Leonel usaba la palabra para impresionar, olvidando que el discurso es más creíble y persuasivo en cuanto mejor interpreta la realidad objetiva. Sus disquisiciones subjetivas las dogmatizaba encajándolas en unos clichés tan ajados que hasta los comediantes de Telemicro, en sus sátiras, los recitaban. Los temas de sus lecturas personales eran notas que perfilaban su línea discursiva, solo para crear desvanecimientos febriles en sus leales; así el galanteo retórico se convirtió en un vicioso hábito que lo enamoró de su propia mente. En su enajenación perdió el sentido de la realidad y la comunión emotiva con la gente hasta el punto de que, al final de su mandato, su voz hastiaba. Las construcciones retóricas, bruñidas con un barniz esnobista, se alejaban cada vez más de los apremios cotidianos de una dominicanidad de subsistencia. Al final, Leonel era un gran extraño en un pequeño mundo de incontables carencias.
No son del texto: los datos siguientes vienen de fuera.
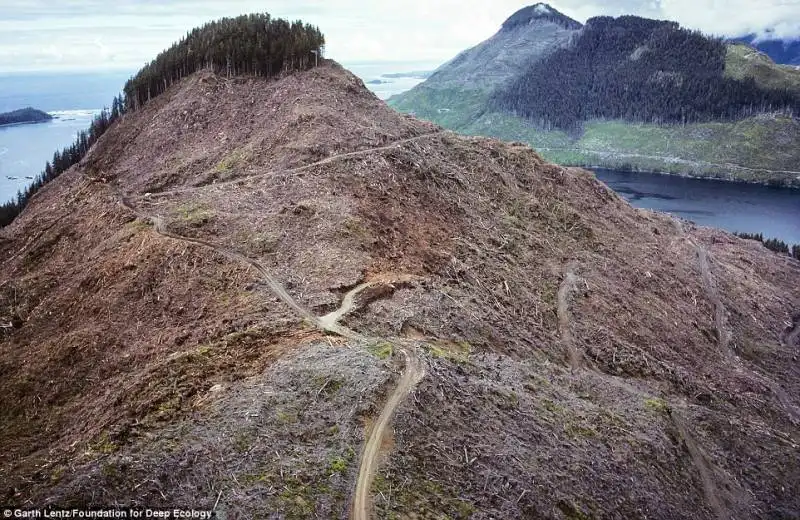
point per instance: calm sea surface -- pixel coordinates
(726, 205)
(74, 99)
La otra debilidad es congénita en la fauna política, pero en Leonel asumió una dimensión surrealista. El divorcio entre la palabra y los hechos era abismal, sobre todo en la gestión ética del Estado. La corrupción nunca pudo haber tenido un predominio más soberano: fue cultura, filosofía, y temperamento de sus gobiernos. Sin embargo, todavía hoy, ya convertido en mitómano, el alicaído líder es capaz de referirse a sus gestiones como las más éticas de la historia, convicción delirante que lo empuja a considerar como difamatoria cualquier imputación.
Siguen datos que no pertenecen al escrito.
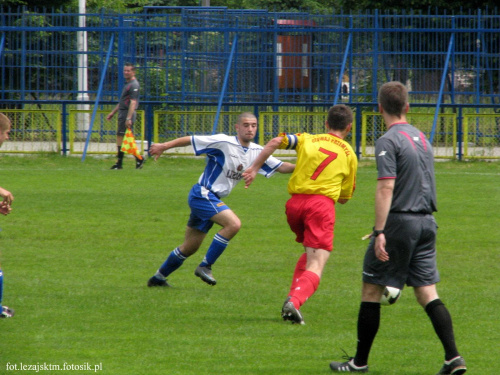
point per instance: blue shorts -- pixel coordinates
(204, 205)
Cada vez que hablo o escribo sobre Leonel me provoca esta obsesiva pregunta: ¿es posible que un gobernante con un ejercicio de doce años nunca haya admitido un error? Lo hicieron Napoleón, Hitler, Lenin, Stalin, Mao y Gandhi. He hurgado, con morbosa minuciosidad, en la historia y en las memorias de sus gestiones, solo para confirmar que no existen huellas de una espontánea o natural confesión humana como “me equivoqué” o “lo acepto” o “perdón”. A la sombra de esa realidad puedo descubrir la devastación interior que hoy abate a Leonel cuando el libertino rumor público lo relaciona con un bufón del más sórdido mundo llamado Quirino. Entiendo su trance depresivo al soportar este súbito halón a la realidad más burda mientras su acrisolado ego vaga entre delirios místicos que lo encumbran a las alturas de seres iluminados como Moisés o Buda. Es como tocar las dimensiones más extremas de la existencia humana sin haber pasado al menos por atajos que sirvieran de tránsito a experiencias intermedias. El golpe emocional es mortal. Soy de los que creen que, lejos de desalentarlo, esta contrariedad del momento lo provocará a buscar a todo precio una postulación. Se trata del orgullo herido en un hombre atípicamente soberbio. Demostrará que puede ir y ganar. Es un asunto imperativamente personal. Cuando el delirio se rinde a la decadencia, el orgullo tirano, armado de intolerancia, impone su razón sin remediar consecuencias. Una vez escribí: “Esos hombres hechos por el poder no toleran más caídas que la muerte y con ella arrastran la suerte de otros.”
Danilo Medina, un hombre opaco y sin presunciones, no ha necesitado discurso. Con la habilidad de un político sagaz, entendió que la palabra no podía admitir más estiramientos para cubrir la negación de los hechos; que Leonel había profanado su solemnidad despojándola de toda verdad. No ha hecho nada trascendente para merecer el más alto índice de popularidad en América Latina. Su principal estrategia ha sido no parecerse a Leonel. Lo ha hecho de manera calculada, fría y callada. La prudencia en la gerencia del discurso le ha retribuido más simpatías que cualquier otra cosa, logrando hacer, con el silencio, lo que nunca se ha hecho.